Being enhances a mentor’s power. Being injects a mentor with persuasiveness. Doing and having are but secondary influences. The great runner Herb Elliot once described his coach Percy Cerutty as ‘an oasis in the desert of my lost enthusiasm.’ His words suggest that Cerutty’s being uplifted and rekindled Elliot’s dry, worn-out energy. Being involves our particularity, a potency we garner through simpleness, but not necessarily passivity.

Prayer, meditation, or mindful walks along a lonely stretch of beach are not indolent times. These etch reality into awareness, enable us to see ourselves clearly, as in a mirror. Who has not been restored, had his or her vigor renewed, by such nondoing activities? Whenever the mentor’s spirit enlivens the substrata of being, our potential for effective action accelerates.

A Personal Story

There was resistance to my promotion to the position of public school principal. In 1972, only two women in our district held that spot. My teaching specialty had been the gifted student, yet from the inception of my career I aspired to broader leadership. Despite a passion for teaching, I had big dreams and was always hatching plans for novel, wide-scale pilot projects, the sort that might affect large communities of learners. The fact that these innovations worked and attracted state or federal funds and were enjoyed by students didn’t automatically advance my career.

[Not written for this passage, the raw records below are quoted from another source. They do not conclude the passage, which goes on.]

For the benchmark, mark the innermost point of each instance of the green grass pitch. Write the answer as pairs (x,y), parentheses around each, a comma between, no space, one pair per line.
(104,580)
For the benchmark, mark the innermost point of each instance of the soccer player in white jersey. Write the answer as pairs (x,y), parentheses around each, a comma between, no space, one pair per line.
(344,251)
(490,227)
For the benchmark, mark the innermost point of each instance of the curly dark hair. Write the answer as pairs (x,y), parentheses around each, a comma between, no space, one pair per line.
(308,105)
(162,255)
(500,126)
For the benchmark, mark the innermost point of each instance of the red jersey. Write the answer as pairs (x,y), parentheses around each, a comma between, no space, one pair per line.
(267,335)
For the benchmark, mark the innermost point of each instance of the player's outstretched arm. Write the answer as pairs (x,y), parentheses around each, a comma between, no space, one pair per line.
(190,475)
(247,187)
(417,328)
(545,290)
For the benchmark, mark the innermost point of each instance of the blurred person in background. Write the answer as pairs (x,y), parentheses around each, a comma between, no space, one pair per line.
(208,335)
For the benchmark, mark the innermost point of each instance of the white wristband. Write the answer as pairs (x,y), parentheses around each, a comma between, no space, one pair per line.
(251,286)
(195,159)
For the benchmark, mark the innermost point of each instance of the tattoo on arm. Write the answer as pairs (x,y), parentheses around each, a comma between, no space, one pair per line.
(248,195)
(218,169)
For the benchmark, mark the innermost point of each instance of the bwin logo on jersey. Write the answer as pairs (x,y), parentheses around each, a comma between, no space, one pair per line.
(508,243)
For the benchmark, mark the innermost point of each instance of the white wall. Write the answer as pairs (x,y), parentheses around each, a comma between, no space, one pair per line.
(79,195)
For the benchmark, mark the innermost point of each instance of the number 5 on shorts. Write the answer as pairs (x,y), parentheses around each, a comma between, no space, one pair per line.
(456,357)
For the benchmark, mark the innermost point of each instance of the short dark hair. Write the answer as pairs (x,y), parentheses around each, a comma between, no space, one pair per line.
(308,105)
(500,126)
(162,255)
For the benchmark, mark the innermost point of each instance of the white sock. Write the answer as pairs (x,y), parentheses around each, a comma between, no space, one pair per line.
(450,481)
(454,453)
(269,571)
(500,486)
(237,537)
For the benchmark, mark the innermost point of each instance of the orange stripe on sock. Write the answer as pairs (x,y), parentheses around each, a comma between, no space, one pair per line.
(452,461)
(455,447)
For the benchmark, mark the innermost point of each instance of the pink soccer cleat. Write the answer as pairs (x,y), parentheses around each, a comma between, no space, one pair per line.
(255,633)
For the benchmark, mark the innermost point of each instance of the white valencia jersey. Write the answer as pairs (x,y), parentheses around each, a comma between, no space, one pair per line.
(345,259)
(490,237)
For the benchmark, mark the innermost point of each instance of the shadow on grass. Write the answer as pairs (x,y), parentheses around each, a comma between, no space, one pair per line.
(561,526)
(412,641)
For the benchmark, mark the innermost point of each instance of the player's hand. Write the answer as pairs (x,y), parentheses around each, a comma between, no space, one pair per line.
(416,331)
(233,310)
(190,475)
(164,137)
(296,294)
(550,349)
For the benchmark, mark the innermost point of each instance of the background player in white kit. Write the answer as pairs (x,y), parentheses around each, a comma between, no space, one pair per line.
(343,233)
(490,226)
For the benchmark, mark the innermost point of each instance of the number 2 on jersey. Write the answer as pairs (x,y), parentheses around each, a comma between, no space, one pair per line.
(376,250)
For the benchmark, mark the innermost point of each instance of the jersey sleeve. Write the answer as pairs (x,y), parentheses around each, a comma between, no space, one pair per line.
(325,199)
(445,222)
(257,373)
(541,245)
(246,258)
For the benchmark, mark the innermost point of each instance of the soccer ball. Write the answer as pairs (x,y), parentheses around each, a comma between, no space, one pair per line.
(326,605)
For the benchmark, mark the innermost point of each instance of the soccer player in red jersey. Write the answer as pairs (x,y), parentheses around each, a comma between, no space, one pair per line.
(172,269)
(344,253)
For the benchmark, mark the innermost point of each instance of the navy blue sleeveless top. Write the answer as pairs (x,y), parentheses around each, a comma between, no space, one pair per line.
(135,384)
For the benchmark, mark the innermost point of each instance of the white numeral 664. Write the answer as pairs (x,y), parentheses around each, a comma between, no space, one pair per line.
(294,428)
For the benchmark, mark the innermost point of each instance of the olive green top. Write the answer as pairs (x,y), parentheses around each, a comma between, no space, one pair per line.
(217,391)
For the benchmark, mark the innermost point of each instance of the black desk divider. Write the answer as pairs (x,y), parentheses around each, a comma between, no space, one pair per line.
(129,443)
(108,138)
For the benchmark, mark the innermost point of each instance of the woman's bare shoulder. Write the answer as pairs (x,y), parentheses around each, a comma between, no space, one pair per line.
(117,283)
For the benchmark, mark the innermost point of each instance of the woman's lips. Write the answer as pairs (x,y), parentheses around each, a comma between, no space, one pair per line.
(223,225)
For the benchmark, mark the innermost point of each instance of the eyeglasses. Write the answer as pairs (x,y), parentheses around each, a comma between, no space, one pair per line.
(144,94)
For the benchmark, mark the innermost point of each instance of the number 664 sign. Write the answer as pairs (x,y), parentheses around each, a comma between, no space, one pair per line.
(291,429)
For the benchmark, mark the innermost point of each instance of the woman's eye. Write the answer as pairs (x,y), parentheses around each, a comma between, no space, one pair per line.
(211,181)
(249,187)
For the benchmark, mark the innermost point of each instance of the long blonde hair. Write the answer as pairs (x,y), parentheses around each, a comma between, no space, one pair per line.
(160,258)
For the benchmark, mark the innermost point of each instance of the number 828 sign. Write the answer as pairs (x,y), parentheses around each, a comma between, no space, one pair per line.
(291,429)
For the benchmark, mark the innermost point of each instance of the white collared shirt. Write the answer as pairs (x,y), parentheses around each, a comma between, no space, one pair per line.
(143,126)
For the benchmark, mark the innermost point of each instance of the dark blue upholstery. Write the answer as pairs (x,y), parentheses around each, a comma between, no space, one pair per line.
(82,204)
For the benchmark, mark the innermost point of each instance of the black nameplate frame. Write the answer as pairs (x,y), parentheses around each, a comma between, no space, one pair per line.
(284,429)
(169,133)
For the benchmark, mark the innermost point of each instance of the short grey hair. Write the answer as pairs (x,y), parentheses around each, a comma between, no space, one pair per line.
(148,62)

Once a colleague counseled me, ‘Remember, Sinetar, no one likes a smart-ass broad.’ Another mumbled, ‘Why aren’t you home having babies?’ Our district superintendent hesitated to promote me. He was endearing. A handsome man – playful, nattily dressed, dashing. Everyone loved him, including me. One sensed good intentions, a generous heart, and he was fair.

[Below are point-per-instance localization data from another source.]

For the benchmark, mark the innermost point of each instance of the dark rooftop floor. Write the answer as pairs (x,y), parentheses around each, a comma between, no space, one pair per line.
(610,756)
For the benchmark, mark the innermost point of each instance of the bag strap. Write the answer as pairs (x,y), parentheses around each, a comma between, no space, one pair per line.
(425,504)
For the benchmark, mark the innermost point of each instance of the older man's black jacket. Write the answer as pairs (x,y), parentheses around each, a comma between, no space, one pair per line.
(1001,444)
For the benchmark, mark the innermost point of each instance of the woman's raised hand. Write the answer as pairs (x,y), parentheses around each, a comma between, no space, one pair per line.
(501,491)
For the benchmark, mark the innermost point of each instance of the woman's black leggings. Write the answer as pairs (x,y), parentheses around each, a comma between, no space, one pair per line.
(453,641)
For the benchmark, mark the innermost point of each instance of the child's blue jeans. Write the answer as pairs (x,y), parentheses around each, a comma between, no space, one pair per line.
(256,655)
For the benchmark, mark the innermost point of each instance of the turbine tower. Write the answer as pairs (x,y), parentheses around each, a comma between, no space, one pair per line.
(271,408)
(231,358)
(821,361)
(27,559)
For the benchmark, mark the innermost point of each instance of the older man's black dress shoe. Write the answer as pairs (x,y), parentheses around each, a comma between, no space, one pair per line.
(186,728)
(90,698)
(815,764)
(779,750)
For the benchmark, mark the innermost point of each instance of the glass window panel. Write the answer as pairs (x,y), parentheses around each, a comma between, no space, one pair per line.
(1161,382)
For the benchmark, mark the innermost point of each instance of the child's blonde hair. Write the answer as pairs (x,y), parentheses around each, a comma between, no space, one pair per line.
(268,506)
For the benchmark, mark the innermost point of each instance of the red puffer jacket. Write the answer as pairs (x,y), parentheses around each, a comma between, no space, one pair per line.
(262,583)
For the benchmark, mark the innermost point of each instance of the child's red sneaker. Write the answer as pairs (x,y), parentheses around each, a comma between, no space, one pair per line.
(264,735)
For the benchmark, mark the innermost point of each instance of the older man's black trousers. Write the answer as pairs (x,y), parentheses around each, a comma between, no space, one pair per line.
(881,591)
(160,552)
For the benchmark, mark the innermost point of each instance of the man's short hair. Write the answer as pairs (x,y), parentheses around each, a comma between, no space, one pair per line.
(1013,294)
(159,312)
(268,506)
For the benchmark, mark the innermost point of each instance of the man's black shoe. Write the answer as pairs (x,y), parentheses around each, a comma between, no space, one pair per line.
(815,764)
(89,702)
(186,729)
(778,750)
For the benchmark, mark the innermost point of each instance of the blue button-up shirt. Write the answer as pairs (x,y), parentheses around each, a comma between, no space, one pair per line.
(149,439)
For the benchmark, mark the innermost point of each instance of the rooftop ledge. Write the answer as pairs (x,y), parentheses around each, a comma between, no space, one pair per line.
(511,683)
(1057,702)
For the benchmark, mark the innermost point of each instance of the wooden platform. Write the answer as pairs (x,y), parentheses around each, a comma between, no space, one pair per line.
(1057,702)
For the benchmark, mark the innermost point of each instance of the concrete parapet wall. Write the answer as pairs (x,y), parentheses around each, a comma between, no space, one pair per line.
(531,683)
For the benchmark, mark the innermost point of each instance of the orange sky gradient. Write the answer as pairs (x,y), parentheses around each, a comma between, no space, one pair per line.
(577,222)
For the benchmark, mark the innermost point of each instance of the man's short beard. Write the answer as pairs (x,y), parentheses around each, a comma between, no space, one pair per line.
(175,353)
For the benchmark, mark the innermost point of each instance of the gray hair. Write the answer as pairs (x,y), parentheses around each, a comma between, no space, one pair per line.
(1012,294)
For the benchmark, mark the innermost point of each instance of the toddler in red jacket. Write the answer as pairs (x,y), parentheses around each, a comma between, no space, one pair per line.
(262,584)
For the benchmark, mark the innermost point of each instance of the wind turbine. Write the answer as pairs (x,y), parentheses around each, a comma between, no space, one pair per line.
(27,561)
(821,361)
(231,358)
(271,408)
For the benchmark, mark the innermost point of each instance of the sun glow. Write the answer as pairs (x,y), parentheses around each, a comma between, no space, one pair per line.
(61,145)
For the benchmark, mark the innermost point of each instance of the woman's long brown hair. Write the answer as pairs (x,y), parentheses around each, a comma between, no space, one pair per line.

It was obvious that I’d unrelentingly demand advancement. Denial was my way of life: I ignored the obvious and pressed on, repeatedly scoring at the top of the shortlist. My superintendent balked for a few more months about promoting me, then gave in. The day he summoned me to his office (supposedly to offer congratulations) he nagged: ‘What does a gentle person like you want with this thorny leadership job? Do you even realize what you’re getting into?’ His questions punctured my bubble of self-satisfaction.

Naive, too baffled to respond, and nervous, I burst out laughing. Then he laughed. Then the tension faded. Did he enjoy his Neanderthal quips? Secretly, did he hope to shock or to test people? Despite his opening salvo, I felt that he liked and respected me. He must have sensed my admiration and affection. [For after that], paternal tendencies and unsolicited advice aside, we got on well, and given a mutual fondness for kidding around, overall things between us relaxed. Although I was routinely summoned downtown and dressed down for some excessive innovation, I was proud to be a part of that management group, going about my job like a broker selling stock in our district’s programs. That’s how much I loved it.”